While it is true that major payers seldom pay the list price, hospitals typically bargain with insurance companies over reimbursements. Anyone who has ever bought a car knows that the higher the list price, the more you end up paying. That's true with hospital charges as well.

The inevitable result is insurance companies respond by ratcheting up their charges to employers and individuals. In California, for example, since 2002, premiums have risen 170% -- more than five times the inflation rate, as noted in a California Healthcare Foundation survey last month.

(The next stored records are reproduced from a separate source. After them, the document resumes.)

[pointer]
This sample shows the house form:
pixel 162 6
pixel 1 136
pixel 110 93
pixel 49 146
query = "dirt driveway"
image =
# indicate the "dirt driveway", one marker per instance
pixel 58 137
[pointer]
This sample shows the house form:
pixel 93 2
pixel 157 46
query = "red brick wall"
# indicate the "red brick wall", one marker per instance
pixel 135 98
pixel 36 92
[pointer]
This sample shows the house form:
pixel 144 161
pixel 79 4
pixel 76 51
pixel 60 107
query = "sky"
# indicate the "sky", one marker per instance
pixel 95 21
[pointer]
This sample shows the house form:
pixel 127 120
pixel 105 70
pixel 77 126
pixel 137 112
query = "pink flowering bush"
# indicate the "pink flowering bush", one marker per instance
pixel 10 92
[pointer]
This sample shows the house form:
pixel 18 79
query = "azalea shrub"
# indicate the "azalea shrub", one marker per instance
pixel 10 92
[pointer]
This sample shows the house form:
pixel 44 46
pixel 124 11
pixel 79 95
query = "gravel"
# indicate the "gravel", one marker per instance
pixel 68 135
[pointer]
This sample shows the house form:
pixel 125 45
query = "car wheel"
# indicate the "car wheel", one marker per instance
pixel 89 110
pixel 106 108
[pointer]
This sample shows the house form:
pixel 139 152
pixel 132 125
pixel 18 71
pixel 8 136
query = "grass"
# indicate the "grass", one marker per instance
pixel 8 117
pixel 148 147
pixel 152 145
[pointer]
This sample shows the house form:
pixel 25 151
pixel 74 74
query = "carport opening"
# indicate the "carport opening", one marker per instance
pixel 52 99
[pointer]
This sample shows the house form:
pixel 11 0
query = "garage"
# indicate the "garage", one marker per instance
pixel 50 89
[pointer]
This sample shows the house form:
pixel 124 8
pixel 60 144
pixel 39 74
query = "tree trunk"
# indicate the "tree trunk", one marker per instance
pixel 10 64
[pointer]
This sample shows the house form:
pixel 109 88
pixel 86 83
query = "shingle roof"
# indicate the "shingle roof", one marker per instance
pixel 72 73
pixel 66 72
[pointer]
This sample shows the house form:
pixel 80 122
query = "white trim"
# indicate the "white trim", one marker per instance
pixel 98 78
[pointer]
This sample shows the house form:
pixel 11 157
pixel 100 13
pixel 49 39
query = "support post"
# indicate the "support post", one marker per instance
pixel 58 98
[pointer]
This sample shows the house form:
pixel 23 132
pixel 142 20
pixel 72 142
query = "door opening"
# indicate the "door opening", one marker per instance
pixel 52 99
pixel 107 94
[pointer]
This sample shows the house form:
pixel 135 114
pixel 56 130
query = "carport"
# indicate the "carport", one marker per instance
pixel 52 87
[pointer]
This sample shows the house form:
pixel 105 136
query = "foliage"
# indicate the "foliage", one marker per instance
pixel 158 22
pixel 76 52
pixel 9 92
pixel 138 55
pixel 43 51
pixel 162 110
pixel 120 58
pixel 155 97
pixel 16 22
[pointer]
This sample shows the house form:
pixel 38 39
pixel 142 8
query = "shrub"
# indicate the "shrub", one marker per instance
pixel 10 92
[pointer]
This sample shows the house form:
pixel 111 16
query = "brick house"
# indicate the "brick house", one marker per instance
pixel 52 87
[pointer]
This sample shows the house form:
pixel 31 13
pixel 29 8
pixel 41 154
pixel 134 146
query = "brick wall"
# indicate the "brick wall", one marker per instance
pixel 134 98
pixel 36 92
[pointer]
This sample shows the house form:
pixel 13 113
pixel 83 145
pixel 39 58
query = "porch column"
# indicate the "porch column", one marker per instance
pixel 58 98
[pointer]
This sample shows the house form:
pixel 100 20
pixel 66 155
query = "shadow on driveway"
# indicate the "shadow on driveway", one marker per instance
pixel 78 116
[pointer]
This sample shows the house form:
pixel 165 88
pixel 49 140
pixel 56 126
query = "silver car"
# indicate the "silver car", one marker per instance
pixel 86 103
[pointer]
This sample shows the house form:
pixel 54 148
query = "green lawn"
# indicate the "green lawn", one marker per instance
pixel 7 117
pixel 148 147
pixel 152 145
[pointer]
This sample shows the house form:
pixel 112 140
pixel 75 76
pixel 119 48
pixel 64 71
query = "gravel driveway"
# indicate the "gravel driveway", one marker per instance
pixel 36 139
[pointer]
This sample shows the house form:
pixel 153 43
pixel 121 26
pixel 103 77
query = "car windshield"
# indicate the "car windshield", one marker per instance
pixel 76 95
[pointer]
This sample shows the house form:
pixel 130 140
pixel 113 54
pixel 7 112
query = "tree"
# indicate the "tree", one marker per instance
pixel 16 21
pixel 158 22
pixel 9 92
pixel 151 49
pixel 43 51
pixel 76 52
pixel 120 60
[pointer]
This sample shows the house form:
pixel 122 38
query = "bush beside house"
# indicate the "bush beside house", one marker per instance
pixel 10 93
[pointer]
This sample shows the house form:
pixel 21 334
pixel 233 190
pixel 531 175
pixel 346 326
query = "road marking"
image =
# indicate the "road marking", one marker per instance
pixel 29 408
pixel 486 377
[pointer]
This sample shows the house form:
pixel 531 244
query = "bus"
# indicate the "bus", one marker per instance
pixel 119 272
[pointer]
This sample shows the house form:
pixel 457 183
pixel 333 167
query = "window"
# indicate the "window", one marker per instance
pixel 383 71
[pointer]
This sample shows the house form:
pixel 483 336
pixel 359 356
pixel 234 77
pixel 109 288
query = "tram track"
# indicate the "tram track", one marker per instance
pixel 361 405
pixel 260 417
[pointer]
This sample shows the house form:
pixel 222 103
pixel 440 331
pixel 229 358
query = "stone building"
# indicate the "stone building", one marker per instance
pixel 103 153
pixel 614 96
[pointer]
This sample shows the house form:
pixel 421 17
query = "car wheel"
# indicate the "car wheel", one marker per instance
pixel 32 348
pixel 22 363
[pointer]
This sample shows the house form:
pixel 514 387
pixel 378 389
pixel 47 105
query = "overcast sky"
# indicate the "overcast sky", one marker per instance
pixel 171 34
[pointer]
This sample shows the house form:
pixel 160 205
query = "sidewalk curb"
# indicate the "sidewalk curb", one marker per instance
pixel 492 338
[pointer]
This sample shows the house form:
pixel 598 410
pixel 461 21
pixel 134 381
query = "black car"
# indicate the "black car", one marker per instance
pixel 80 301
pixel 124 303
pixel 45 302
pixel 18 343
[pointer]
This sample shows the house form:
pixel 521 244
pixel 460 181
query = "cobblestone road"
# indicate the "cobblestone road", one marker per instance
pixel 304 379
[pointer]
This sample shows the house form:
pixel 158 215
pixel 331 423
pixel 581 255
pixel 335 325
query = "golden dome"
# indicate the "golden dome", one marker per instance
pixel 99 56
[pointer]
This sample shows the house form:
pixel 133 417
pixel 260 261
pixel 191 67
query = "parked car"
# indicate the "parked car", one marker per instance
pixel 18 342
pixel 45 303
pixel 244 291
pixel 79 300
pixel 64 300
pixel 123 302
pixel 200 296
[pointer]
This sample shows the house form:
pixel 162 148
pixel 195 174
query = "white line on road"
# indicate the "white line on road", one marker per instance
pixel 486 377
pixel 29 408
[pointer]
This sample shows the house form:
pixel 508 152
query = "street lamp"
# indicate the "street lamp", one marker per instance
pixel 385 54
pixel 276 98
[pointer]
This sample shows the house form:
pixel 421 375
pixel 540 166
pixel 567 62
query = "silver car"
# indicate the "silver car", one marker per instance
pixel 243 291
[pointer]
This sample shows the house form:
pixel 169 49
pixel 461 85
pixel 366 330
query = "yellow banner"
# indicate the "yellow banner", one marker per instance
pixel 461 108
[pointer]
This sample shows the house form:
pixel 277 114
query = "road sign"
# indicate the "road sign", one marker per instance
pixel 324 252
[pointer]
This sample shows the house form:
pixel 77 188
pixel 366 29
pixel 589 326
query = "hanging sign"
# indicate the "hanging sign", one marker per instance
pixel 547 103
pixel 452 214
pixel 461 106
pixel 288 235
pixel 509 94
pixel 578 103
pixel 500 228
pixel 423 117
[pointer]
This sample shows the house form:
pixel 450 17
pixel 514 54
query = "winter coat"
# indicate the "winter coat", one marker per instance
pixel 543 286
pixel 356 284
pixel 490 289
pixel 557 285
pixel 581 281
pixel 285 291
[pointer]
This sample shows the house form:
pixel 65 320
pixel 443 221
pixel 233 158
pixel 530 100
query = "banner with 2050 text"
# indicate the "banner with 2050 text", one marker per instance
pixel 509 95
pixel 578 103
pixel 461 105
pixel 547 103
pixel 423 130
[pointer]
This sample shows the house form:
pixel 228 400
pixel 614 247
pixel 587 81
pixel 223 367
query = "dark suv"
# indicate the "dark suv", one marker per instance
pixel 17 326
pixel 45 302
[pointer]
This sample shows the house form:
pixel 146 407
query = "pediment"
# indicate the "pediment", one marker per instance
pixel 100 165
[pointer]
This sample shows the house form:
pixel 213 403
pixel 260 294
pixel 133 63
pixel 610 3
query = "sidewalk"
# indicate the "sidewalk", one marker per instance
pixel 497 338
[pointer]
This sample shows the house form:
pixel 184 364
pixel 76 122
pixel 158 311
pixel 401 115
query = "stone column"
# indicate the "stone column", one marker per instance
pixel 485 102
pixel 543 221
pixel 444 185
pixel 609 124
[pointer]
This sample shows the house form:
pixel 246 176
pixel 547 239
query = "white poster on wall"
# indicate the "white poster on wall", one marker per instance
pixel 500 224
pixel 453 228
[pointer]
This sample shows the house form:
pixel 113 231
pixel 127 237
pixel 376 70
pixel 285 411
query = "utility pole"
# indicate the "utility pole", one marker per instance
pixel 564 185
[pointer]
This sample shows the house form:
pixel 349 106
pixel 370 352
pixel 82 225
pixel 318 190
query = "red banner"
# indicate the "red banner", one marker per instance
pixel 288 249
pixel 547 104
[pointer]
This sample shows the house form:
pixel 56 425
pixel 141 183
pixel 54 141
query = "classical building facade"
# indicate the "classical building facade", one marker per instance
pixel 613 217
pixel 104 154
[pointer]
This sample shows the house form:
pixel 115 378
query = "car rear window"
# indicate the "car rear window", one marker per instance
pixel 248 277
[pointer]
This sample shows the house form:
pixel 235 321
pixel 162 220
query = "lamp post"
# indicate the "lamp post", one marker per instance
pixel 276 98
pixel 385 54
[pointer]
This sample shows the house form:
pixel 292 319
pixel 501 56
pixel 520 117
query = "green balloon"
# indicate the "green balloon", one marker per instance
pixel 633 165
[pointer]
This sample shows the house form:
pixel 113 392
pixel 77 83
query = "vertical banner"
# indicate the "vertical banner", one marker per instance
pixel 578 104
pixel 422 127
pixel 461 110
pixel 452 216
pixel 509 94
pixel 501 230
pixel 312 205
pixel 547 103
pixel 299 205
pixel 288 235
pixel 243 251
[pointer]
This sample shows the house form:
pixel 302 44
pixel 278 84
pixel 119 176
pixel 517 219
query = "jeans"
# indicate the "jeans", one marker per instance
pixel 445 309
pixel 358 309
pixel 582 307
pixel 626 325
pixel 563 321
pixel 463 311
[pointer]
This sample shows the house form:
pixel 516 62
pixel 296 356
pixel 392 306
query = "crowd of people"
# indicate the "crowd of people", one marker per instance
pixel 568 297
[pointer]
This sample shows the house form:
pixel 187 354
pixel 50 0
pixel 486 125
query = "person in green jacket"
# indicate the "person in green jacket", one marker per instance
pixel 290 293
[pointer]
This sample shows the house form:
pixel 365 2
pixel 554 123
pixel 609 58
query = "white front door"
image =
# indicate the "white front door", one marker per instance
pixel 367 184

An alarming, if predictable ripple effect follows. As the CHF survey noted, in the past decade, the percentage of California employers providing health coverage dropped from 71 to 60 percent; 21 percent said they'd increased workers' co-insurance premiums while 17 percent said they had reduced benefits or increased other out of pocket costs. More than one-fourth of workers in small firms have deductibles of $1,000 or more on their health plan.

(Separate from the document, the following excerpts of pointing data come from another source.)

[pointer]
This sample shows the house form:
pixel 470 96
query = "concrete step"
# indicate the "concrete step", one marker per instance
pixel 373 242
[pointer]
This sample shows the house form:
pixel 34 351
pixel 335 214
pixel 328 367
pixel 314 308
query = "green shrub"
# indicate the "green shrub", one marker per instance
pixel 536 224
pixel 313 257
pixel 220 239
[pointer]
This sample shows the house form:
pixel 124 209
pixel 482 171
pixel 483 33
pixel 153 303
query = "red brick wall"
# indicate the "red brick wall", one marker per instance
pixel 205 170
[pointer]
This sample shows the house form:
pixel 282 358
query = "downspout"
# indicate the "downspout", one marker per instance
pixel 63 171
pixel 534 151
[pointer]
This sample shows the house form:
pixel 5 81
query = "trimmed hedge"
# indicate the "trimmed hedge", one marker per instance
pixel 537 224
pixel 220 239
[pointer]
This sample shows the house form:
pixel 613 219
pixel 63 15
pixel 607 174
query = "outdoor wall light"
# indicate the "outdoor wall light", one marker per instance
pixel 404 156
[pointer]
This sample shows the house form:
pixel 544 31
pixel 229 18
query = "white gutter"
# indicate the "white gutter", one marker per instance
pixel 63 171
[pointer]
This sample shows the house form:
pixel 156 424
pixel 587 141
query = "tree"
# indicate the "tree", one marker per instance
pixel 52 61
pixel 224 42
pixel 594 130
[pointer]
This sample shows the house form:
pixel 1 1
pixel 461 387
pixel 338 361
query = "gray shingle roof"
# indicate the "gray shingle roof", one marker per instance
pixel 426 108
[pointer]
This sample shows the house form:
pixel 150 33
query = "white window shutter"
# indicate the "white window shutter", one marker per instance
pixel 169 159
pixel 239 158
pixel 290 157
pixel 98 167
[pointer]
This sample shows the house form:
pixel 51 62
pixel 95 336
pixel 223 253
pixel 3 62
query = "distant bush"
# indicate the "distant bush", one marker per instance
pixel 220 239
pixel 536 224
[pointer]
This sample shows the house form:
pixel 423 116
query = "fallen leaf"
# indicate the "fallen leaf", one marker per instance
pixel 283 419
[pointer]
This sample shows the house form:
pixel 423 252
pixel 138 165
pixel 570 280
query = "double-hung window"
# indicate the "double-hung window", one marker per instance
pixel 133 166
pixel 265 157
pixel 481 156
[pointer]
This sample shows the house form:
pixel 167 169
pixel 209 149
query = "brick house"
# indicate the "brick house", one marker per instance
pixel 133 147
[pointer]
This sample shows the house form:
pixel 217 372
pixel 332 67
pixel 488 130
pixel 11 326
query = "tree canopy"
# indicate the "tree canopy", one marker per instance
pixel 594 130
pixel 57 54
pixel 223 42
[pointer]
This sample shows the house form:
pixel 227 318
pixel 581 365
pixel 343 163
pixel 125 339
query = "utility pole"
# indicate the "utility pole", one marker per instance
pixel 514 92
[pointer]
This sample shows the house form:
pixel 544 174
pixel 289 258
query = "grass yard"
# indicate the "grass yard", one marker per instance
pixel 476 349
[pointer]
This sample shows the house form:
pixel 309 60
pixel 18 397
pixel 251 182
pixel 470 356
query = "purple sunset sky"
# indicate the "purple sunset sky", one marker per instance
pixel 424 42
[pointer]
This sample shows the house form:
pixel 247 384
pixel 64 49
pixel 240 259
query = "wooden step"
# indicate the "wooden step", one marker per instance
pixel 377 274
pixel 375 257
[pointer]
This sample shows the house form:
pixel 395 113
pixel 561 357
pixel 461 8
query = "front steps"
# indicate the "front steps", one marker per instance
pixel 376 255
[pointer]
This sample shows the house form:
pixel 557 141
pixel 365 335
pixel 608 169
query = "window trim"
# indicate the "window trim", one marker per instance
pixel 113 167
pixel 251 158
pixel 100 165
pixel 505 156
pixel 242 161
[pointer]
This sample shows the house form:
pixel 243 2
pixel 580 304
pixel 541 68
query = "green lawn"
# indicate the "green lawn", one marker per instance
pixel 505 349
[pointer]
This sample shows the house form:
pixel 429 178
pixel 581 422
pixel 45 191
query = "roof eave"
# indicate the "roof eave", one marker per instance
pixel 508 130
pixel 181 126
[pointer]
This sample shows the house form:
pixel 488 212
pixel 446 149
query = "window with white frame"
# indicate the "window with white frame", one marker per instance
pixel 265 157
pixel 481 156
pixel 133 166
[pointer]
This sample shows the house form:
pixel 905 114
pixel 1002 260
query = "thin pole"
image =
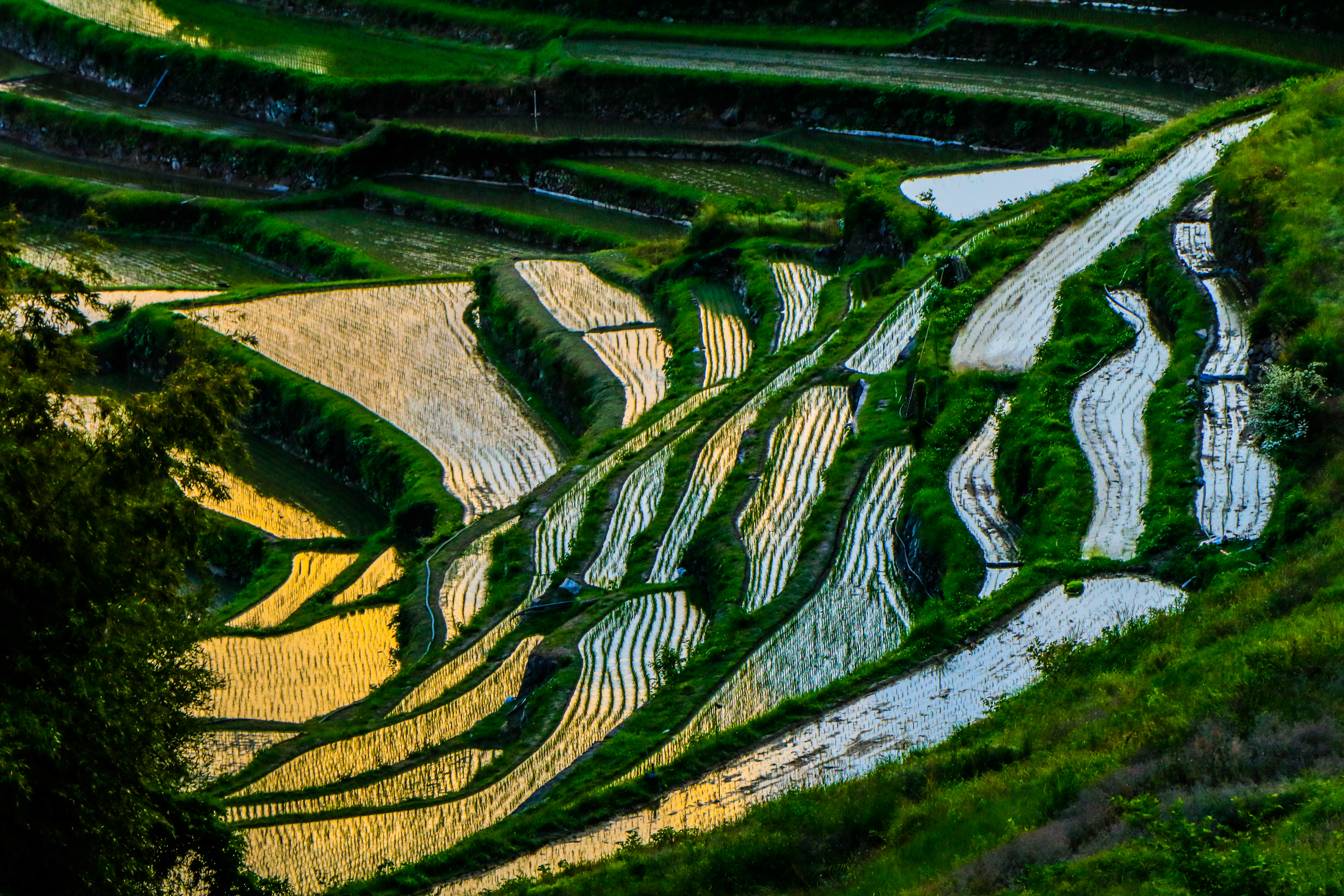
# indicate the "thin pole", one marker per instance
pixel 155 90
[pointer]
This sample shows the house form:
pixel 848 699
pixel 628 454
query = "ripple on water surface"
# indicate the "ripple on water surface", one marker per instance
pixel 975 193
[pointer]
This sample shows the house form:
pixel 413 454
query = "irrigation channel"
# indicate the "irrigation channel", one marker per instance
pixel 918 710
pixel 1014 322
pixel 1136 99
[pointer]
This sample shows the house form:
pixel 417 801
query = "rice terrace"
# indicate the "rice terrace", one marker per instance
pixel 662 448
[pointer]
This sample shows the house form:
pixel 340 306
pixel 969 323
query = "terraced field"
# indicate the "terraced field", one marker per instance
pixel 155 261
pixel 802 449
pixel 1143 101
pixel 1014 322
pixel 527 202
pixel 775 569
pixel 441 393
pixel 306 673
pixel 303 45
pixel 971 480
pixel 410 246
pixel 729 179
pixel 310 574
pixel 617 676
pixel 1108 414
pixel 889 723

Then there's the uninsured who do not have the collective clout to bargain down the list price. Hospitals say they write off a lot of those bills, but clearly not all of them. How many distressing stories have we all heard about patients staggered by $50,000 or $100,000 un-payable medical bills while being hounded by the hospitals or bill collection agencies to pay up.?

Patients and families, even those paying for insurance, have a stark choice. Use your health coverage and get socked with huge out of pocket costs that may mean choosing between medical bill or filling prescriptions and housing costs, food, or other necessities, or facing financial calamity, or forgo needed care.

As the Washington Post recently noted, the Affordable Care Act has not ended the deplorable story of medical bills accounting for more than half of all personal bankruptcies in the U.S.

Even many of those now paying for health insurance either through their employer or as individuals, or who will be required to buy insurance under the ACA, choose not to use it because of the high co-insurance, deductibles, co-pays, and all the add ins that get thrown in by the hospitals, such as professional fees, facility fees, pathology fees, anesthesia fees, and so on.

A 2011 Commonwealth Fund study found that the U.S. stands out among high income countries with as many 42 percent of Americans skipping doctors' visits, recommended care, or not filling prescriptions due to cost.

Consequently, people end up in emergency rooms for medical problems that should have been resolved earlier at far less cost and pain. It is also why two recent reports disclosed that the U.S. has the lowest life expectancies and the highest first day infant death rate among major industrial countries.

It's long past time to fix this nightmare, and sadly the ACA won't meet that test. At a minimum we need to crack down on price gouging by all the corporations that control our health, with real penalties for lack of compliance.

But a longer vision is needed. Replace our profit focused health care system with one based on patient need and quality care as all those other countries with national or single payer systems that surpass us in access, quality, and cost, have long figured out.